Masters of technology
Gen Z’s were born between 1997 and 2013 whilst Generation Alpha were born from 2013 through to the present day, with a predicted cut off for this age group in 2024.
This generation grew up alongside the internet and mass use of technology, becoming ‘digital natives’, nearly 99% of Gen Z either own or have access to a smartphone
The built environment can increase engagement by embracing technology. The Department of Levelling Up, Housing and Communities recently announced the PropTech Engagement Fund. This programme recognizes the power of digital engagement to broaden the range of voices being heard in the consultation process. The government adopting this approach to planning reflects the importance of embracing technology.
The high digital proficiency of most of the younger generation means technology can be the best way to engage with them and gauge their requirements. This ensures developments have longevity as they meet the needs of future generations.
An example of Meeting Place’s work that embraces technology to assess community needs is the mapping tool used for Temple Island. This involved creating a map where the public could drop pins either sharing concerns or suggestions for the development. This widens the accessibility of public consultation to the younger generation, who might not attend consultations but find ease in accessing virtual means of sharing their opinions.
Driving up social media outreach
Social media is hugely important, strengthening social media knowledge can widen business appeal to the younger generation. Each generation’s grasp of social media use is the best example of this difference in digital experience, and the go-to platform for each generation shifts every few years.

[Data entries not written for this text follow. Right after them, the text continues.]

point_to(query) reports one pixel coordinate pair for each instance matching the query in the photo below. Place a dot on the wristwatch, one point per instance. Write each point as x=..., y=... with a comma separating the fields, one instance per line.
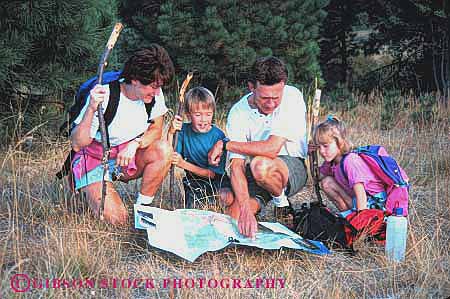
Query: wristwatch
x=225, y=141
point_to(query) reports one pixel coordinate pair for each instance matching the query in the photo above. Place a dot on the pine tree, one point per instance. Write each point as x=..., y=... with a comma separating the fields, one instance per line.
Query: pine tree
x=417, y=32
x=338, y=42
x=48, y=46
x=222, y=39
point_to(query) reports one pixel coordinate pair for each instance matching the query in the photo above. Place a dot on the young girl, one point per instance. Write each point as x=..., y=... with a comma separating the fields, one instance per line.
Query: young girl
x=363, y=189
x=195, y=139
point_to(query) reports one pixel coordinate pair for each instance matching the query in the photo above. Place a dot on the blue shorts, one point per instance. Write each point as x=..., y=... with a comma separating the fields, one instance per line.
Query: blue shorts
x=96, y=174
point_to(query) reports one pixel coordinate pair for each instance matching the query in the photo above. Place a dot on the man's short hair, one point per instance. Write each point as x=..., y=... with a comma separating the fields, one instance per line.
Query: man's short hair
x=147, y=65
x=268, y=71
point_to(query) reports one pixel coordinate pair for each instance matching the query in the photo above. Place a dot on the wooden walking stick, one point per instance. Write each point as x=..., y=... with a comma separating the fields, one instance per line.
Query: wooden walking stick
x=313, y=158
x=180, y=111
x=105, y=142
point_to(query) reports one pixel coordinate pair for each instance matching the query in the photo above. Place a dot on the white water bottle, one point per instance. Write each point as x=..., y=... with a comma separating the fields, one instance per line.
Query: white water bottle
x=396, y=235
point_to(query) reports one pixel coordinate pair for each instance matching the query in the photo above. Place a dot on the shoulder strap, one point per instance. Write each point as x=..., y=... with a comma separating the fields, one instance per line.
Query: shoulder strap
x=148, y=108
x=113, y=104
x=341, y=165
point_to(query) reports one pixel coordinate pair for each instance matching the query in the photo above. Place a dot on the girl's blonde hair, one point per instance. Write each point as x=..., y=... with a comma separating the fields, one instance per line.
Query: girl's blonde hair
x=199, y=96
x=333, y=129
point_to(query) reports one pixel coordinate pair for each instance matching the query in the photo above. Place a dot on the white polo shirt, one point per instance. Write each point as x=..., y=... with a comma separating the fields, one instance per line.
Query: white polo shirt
x=130, y=119
x=289, y=121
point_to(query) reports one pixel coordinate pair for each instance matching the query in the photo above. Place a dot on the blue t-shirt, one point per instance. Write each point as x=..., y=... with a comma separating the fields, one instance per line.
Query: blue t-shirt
x=194, y=147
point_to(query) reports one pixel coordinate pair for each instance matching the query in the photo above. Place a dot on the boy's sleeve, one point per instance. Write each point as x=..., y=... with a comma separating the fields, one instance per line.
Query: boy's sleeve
x=179, y=148
x=220, y=169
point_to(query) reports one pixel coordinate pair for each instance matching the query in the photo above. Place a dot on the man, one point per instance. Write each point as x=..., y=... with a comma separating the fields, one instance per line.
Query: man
x=267, y=127
x=135, y=137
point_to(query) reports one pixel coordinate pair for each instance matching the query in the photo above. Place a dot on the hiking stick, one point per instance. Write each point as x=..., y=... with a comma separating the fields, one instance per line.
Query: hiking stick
x=313, y=158
x=180, y=112
x=105, y=142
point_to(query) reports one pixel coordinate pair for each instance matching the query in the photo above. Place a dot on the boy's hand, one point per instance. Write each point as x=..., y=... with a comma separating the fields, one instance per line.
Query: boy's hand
x=312, y=147
x=177, y=123
x=177, y=159
x=215, y=153
x=97, y=96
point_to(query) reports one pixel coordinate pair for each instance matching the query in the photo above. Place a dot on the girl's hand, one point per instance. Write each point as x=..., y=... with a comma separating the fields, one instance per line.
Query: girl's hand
x=97, y=96
x=177, y=123
x=177, y=159
x=125, y=156
x=312, y=147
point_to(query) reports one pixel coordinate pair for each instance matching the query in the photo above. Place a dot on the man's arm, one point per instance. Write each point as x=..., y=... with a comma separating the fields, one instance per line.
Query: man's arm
x=267, y=148
x=153, y=133
x=247, y=221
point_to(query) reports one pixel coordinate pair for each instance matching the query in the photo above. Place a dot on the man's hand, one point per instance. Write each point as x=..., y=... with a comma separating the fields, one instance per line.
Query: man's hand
x=312, y=147
x=247, y=224
x=215, y=153
x=177, y=123
x=125, y=156
x=97, y=96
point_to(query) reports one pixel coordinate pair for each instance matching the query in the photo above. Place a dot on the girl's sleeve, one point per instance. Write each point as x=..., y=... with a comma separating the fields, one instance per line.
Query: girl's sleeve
x=357, y=170
x=325, y=169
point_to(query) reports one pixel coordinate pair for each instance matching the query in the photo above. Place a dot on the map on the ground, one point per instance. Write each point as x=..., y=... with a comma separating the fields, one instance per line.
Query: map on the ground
x=189, y=233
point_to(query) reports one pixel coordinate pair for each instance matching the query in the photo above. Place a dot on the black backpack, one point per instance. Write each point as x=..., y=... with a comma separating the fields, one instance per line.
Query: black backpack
x=112, y=79
x=315, y=221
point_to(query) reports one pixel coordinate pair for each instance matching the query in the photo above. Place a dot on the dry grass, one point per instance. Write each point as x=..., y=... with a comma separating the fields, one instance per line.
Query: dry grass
x=39, y=236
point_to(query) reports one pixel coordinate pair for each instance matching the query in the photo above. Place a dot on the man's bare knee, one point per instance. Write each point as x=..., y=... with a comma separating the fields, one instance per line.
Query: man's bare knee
x=118, y=217
x=226, y=197
x=162, y=149
x=260, y=167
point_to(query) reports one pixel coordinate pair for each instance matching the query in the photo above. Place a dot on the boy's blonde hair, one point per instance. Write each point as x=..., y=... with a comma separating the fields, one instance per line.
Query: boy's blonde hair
x=199, y=96
x=333, y=129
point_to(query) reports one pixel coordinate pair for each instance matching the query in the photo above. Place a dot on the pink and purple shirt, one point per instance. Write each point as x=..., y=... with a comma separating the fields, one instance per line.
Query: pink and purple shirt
x=357, y=172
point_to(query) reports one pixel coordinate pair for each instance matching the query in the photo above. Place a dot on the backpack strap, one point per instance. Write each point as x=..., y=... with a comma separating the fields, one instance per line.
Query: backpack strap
x=341, y=166
x=149, y=108
x=113, y=104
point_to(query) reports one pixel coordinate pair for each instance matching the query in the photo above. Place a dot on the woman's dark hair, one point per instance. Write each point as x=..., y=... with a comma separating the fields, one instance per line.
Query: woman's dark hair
x=147, y=65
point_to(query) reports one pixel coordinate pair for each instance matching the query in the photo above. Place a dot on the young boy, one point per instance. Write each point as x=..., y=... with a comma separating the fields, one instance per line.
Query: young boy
x=195, y=139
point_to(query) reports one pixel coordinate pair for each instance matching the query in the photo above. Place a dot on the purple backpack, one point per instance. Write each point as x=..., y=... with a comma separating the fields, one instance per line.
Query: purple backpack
x=390, y=173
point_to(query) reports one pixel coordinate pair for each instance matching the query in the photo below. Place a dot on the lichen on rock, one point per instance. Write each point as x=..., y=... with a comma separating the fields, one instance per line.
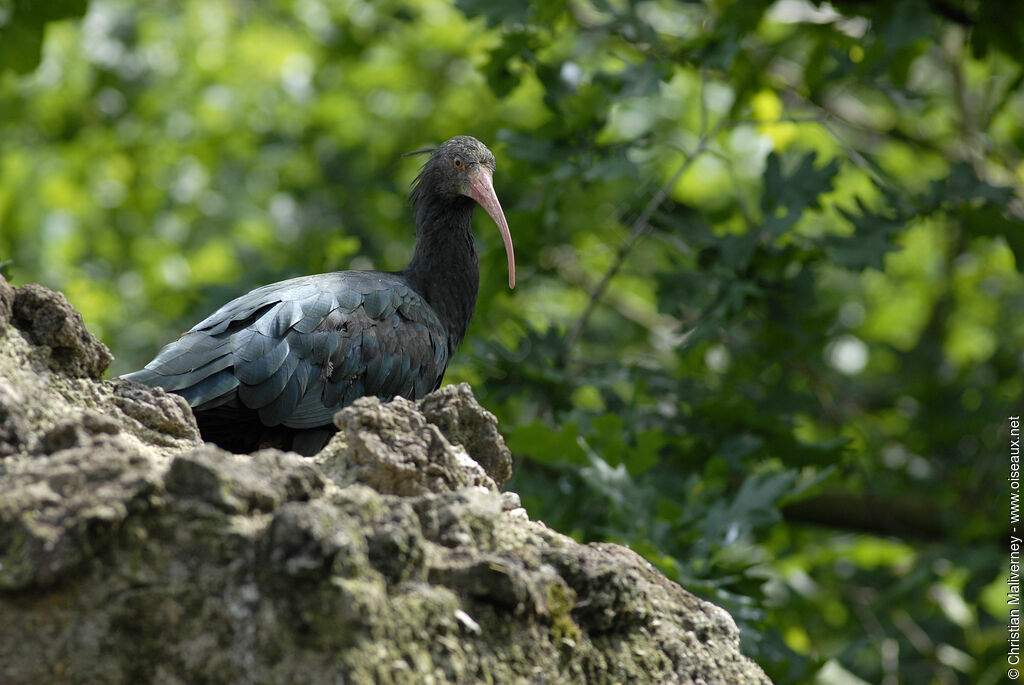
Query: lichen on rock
x=132, y=552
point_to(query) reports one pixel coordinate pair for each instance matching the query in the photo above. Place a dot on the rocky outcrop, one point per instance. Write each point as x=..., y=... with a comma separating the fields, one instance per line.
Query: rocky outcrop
x=132, y=552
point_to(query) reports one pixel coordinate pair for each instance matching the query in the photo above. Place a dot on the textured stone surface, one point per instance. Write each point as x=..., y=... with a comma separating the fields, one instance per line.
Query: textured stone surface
x=51, y=324
x=131, y=552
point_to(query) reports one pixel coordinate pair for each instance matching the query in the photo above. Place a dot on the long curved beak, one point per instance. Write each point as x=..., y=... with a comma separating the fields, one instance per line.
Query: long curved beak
x=482, y=190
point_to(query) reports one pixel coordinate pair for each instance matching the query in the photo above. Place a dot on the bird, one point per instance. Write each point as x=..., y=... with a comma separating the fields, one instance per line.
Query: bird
x=273, y=366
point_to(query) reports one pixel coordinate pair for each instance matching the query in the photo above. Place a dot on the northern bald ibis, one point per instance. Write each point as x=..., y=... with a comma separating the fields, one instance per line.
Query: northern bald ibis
x=273, y=366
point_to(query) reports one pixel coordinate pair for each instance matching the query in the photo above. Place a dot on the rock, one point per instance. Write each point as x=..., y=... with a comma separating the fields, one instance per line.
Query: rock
x=461, y=419
x=391, y=447
x=51, y=324
x=131, y=552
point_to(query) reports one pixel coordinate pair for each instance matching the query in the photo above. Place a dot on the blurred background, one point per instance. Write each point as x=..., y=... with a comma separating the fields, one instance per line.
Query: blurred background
x=768, y=325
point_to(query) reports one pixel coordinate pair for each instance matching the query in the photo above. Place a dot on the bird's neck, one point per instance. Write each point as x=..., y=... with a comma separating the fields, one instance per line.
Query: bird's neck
x=444, y=269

To engage the younger generation, it’s important to keep up with where they’re spending most of their screen time. For example, if you want to appeal to Millennials, they mostly use Facebook. Meanwhile Gen Zs tend to exist on Instagram and Twitter (even this is outdated in favour of Tik Tok).
Some surveys have observed that Gen Z only has an attention span of 8 seconds – so your content needs to be efficient in its engagement. This can be most easily done with visually appealing images and videos, or snappy quotes which can grab attention quickly.
Engaging around the climate crisis and social issues
As Gen Zs and Generation Alpha begin to join the workforce, the built environment needs to learn how to appeal to them as employees.
Climate change is an important contemporary topic. It has been a mainstay of 2023’s news cycle. Organisations practicing environmentally conscious behaviours will reduce the effects of climate change whilst also engaging younger audiences.
72% of Gen Z expect companies to be positive contributors to society. Businesses that discuss and tackle social issues are more likely to engage the younger generation. Some key social focuses are the cost-of-living crisis alongside racial, gender and sexuality equality.
An example of Meeting Place’s work that has tackled both the climate crisis and the soaring costs of living is the work with Mendip District Council on the Somerset Energy Saver Campaign.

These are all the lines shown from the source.